Dalam perkembangan selanjutnya, permenungan tentang asal-usul manusia tidak begitu diminati. Para pemikir zaman modern lebih berfokus untuk meneliti dan merefleksikan bagaimana manusia berziarah di tengah dunia ini. Sekarang yang lebih penting ialah bagaimana menciptakan sebuah kehidupan yang humanis, sehingga objek permenungan para pemikir ini berubah mengenai persoalan dan permasalahan yang terjadi baik di bidang sosial, ekonomi, pendidikan, psikologi, politik dan lain sebagainya. Mungkin hal ini menjadi bahan permenungan yang lebih relevan untuk saat ini ketimbang bergelut untuk memikirkan asal-usul manusia yang tidak memiliki relevansi untuk kehidupan konkret.
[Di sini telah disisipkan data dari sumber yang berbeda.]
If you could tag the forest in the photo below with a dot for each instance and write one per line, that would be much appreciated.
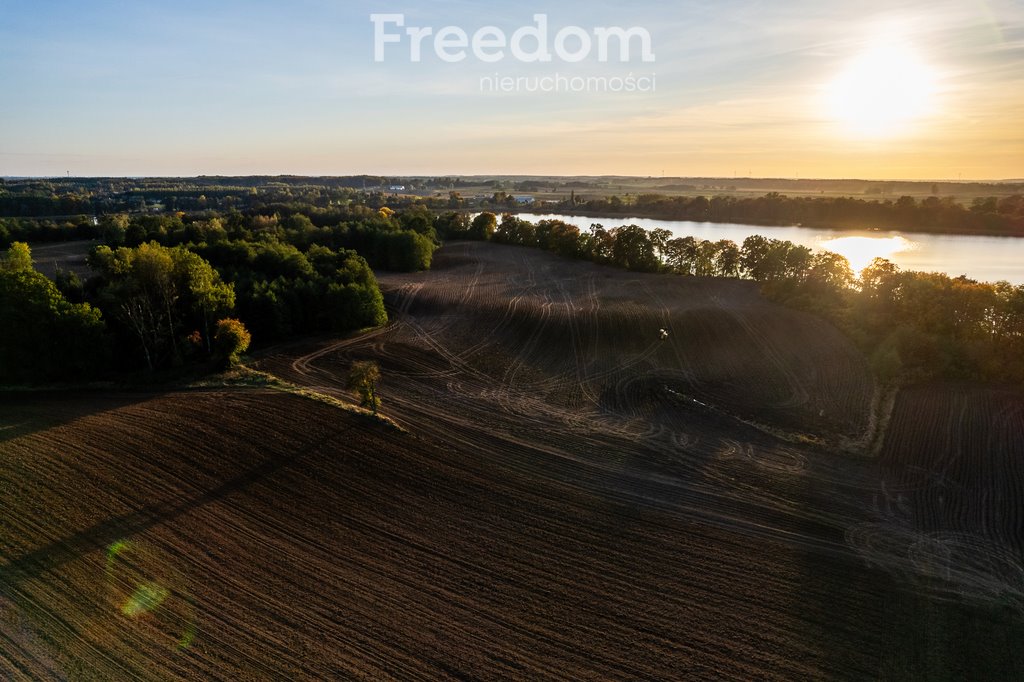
(298, 258)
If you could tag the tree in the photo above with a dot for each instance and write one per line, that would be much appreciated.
(160, 295)
(363, 379)
(18, 258)
(230, 340)
(42, 336)
(483, 226)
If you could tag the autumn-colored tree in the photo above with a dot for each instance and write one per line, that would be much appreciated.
(230, 340)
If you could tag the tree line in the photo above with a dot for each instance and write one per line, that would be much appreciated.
(986, 215)
(169, 291)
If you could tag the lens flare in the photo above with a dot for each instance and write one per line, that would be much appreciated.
(145, 599)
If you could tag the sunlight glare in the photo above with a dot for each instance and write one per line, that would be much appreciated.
(882, 91)
(860, 251)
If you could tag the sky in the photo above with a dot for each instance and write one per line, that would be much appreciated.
(894, 89)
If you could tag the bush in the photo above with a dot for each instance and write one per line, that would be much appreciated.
(230, 340)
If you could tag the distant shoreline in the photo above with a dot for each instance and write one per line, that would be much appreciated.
(832, 228)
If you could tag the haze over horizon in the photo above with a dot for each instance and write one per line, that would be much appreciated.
(881, 90)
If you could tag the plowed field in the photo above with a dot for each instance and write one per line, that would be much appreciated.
(577, 498)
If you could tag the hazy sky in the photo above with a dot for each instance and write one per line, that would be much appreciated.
(870, 89)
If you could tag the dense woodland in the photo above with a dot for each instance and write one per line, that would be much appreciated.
(298, 259)
(167, 290)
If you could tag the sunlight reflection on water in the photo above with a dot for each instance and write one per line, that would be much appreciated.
(860, 251)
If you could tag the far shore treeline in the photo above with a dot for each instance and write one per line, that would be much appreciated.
(175, 289)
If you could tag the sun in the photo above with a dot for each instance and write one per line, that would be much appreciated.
(883, 91)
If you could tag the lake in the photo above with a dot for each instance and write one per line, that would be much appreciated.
(982, 258)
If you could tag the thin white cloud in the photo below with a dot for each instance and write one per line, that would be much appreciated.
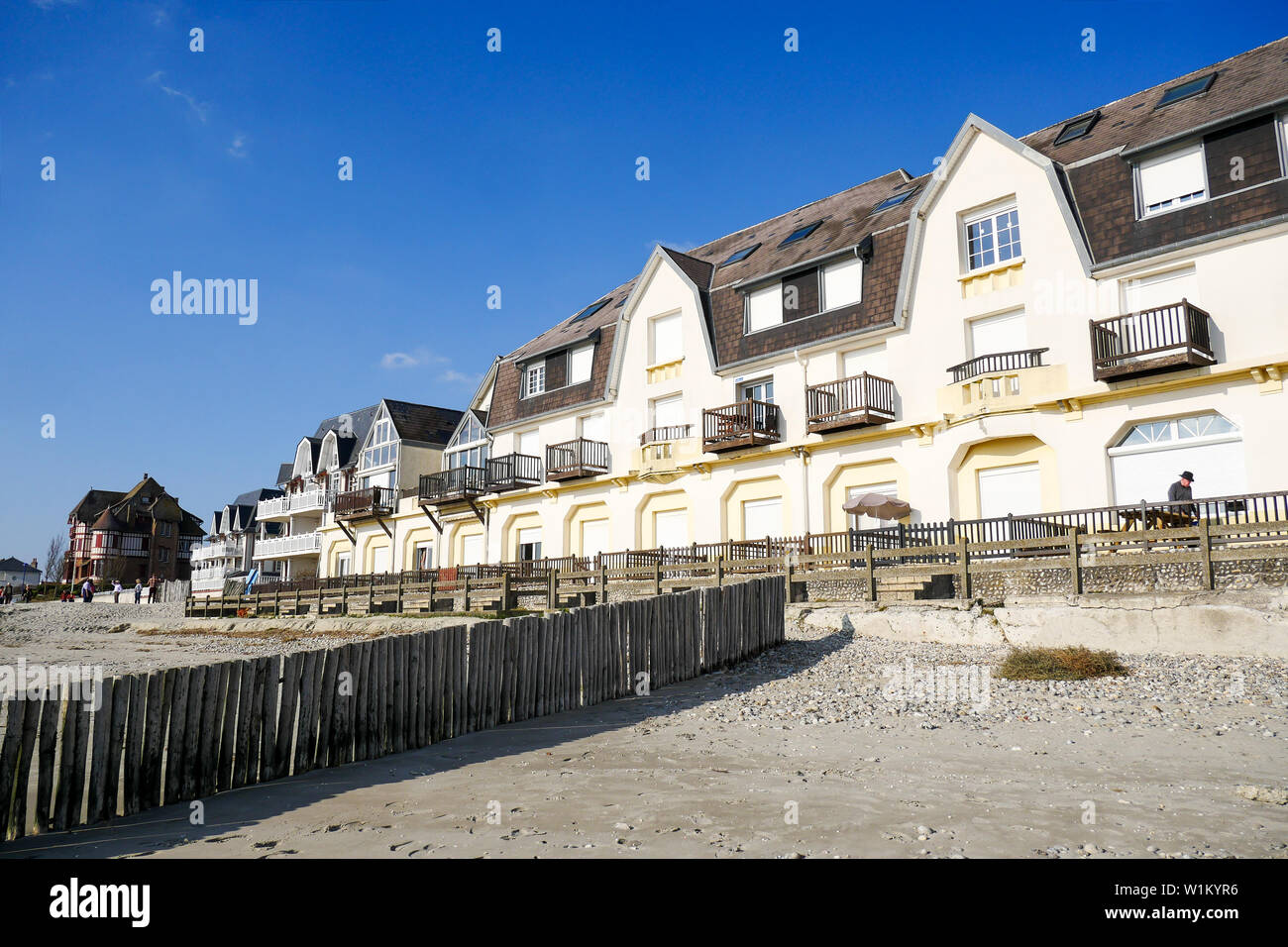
(200, 108)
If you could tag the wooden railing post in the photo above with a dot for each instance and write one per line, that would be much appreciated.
(1206, 553)
(964, 567)
(1074, 571)
(870, 571)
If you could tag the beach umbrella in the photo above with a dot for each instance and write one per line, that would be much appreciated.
(877, 505)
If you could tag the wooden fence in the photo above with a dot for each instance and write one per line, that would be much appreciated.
(189, 732)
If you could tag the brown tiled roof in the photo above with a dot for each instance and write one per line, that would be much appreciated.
(1243, 81)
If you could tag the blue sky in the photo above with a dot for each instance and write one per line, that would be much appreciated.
(472, 169)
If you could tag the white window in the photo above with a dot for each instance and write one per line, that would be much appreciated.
(668, 341)
(761, 518)
(669, 412)
(1006, 489)
(872, 360)
(671, 528)
(1172, 179)
(528, 442)
(764, 308)
(1153, 454)
(842, 283)
(1160, 289)
(535, 380)
(993, 237)
(593, 538)
(529, 544)
(593, 428)
(580, 361)
(863, 521)
(995, 334)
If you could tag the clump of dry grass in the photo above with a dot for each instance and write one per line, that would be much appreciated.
(1060, 664)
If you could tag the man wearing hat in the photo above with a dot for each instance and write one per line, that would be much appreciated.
(1181, 491)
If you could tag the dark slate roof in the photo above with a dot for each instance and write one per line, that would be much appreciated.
(423, 421)
(1243, 81)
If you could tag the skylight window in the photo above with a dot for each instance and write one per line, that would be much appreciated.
(1077, 128)
(742, 254)
(1186, 89)
(893, 201)
(800, 234)
(591, 309)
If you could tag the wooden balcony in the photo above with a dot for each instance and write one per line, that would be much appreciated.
(372, 501)
(1172, 337)
(455, 484)
(997, 361)
(742, 424)
(576, 458)
(851, 402)
(513, 472)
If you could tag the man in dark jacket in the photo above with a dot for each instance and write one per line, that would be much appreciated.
(1181, 491)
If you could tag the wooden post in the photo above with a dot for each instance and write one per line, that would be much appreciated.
(870, 571)
(1074, 574)
(1206, 552)
(964, 566)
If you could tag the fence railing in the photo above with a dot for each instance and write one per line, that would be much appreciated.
(1124, 344)
(147, 740)
(999, 361)
(862, 397)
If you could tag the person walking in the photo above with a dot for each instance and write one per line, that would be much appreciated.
(1180, 491)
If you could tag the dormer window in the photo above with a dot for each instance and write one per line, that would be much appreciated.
(381, 447)
(1172, 179)
(535, 380)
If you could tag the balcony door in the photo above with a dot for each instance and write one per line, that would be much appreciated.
(1006, 489)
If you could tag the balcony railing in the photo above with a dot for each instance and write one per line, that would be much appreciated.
(369, 501)
(742, 424)
(674, 432)
(456, 484)
(513, 472)
(850, 402)
(282, 547)
(999, 361)
(576, 458)
(1141, 343)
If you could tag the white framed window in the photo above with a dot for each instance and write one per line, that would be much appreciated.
(671, 528)
(669, 411)
(764, 308)
(666, 341)
(580, 361)
(1003, 333)
(535, 380)
(992, 237)
(1168, 180)
(761, 518)
(842, 283)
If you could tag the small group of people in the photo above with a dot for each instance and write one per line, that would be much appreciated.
(89, 589)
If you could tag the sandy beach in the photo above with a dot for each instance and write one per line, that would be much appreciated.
(828, 746)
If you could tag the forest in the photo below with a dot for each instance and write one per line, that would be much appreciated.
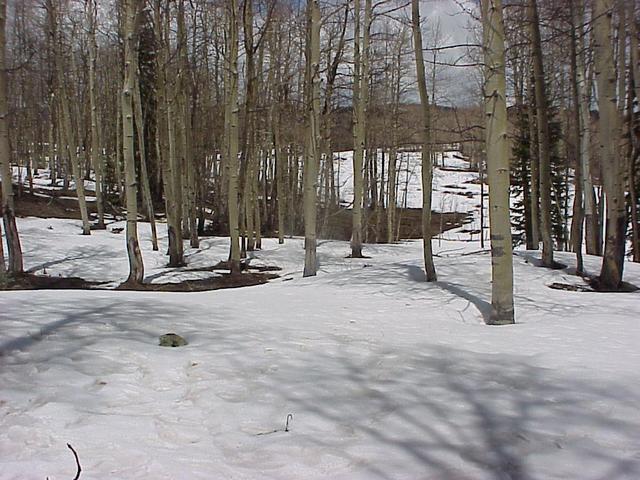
(386, 239)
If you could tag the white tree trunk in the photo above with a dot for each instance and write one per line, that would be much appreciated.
(497, 145)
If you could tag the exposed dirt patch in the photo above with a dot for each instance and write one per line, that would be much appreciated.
(28, 205)
(244, 266)
(225, 280)
(569, 287)
(625, 287)
(594, 287)
(31, 281)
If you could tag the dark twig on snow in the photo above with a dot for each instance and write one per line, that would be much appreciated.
(75, 454)
(286, 426)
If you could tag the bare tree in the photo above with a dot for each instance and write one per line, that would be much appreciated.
(497, 163)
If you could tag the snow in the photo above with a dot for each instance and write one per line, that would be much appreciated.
(386, 376)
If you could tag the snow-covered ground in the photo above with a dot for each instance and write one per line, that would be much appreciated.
(386, 376)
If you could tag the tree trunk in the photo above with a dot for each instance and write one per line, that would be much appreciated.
(313, 137)
(427, 166)
(544, 142)
(497, 164)
(231, 119)
(14, 248)
(96, 157)
(136, 266)
(608, 136)
(577, 230)
(360, 94)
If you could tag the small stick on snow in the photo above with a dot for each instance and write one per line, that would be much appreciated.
(286, 426)
(75, 454)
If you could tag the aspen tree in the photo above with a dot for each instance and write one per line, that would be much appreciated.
(497, 146)
(360, 96)
(542, 119)
(312, 159)
(231, 143)
(14, 249)
(280, 166)
(144, 174)
(136, 265)
(585, 86)
(577, 231)
(608, 136)
(63, 96)
(96, 157)
(427, 159)
(635, 72)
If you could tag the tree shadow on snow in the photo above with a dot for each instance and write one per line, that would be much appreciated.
(461, 415)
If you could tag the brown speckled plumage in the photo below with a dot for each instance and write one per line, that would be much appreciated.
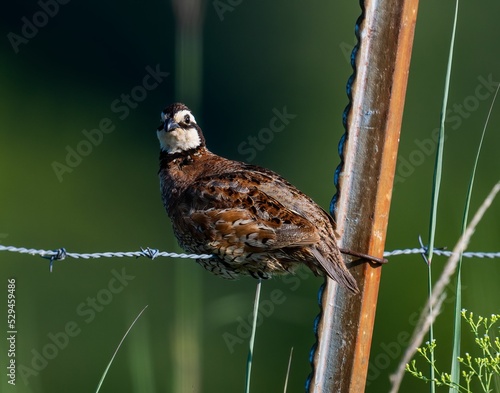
(251, 219)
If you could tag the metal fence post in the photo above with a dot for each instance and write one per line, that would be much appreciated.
(365, 178)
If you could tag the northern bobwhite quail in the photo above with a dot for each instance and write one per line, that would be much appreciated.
(249, 218)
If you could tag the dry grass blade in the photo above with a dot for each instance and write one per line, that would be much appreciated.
(438, 294)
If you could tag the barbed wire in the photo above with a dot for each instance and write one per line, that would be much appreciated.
(152, 253)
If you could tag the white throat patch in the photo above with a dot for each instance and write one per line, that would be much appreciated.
(179, 140)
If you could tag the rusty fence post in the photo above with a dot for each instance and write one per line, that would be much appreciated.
(364, 180)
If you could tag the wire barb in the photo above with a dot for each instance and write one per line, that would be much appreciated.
(152, 253)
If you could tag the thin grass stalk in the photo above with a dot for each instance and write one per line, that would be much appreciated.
(457, 329)
(438, 293)
(118, 348)
(288, 370)
(252, 337)
(438, 169)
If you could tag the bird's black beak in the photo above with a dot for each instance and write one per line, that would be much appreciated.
(169, 125)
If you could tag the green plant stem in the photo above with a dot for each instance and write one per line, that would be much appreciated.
(252, 337)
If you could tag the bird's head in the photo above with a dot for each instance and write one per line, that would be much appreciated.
(179, 132)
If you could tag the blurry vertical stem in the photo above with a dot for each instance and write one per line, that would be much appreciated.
(188, 283)
(455, 364)
(252, 337)
(437, 179)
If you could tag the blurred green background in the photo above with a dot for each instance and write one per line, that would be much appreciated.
(257, 56)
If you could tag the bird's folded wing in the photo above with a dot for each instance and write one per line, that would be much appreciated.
(229, 214)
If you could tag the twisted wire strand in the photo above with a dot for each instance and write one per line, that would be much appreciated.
(61, 253)
(152, 253)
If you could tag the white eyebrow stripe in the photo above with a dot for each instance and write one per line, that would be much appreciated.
(179, 116)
Dengan demikian, ada begitu banyak pandangan tentang manusia. Ada yang mencoba melihat manusia secara universal dalam keseluruhan eksistensinya. Namun, ada pula kelompok yang menyempitkan pandangannya tentang manusia (parsial) karena membutuhkan sebuah jawaban yang relevan untuk suatu zaman. Artinya, konsep mengenai manusia sangat komplek dan selalu mengalami kebaruan. Memang, zaman sangat menentukan perspektif terhadap manusia, karena identifikasi umumnya didasarkan pada apa yang terjadi. Namun, untuk memahami eksistensi manusia secara keseluruhan maka kita membutuhkan perspektif yang luas yang tidak lain ialah perspektif filosofis. Sebenarnya, pandangan filosofis tidak hanya memberikan sebuah pemahaman yang universal tentang manusia tetapi juga yang parsial tentang bidang-bidang kehidupan manusia di dunia ini sejauh disadari sungguh.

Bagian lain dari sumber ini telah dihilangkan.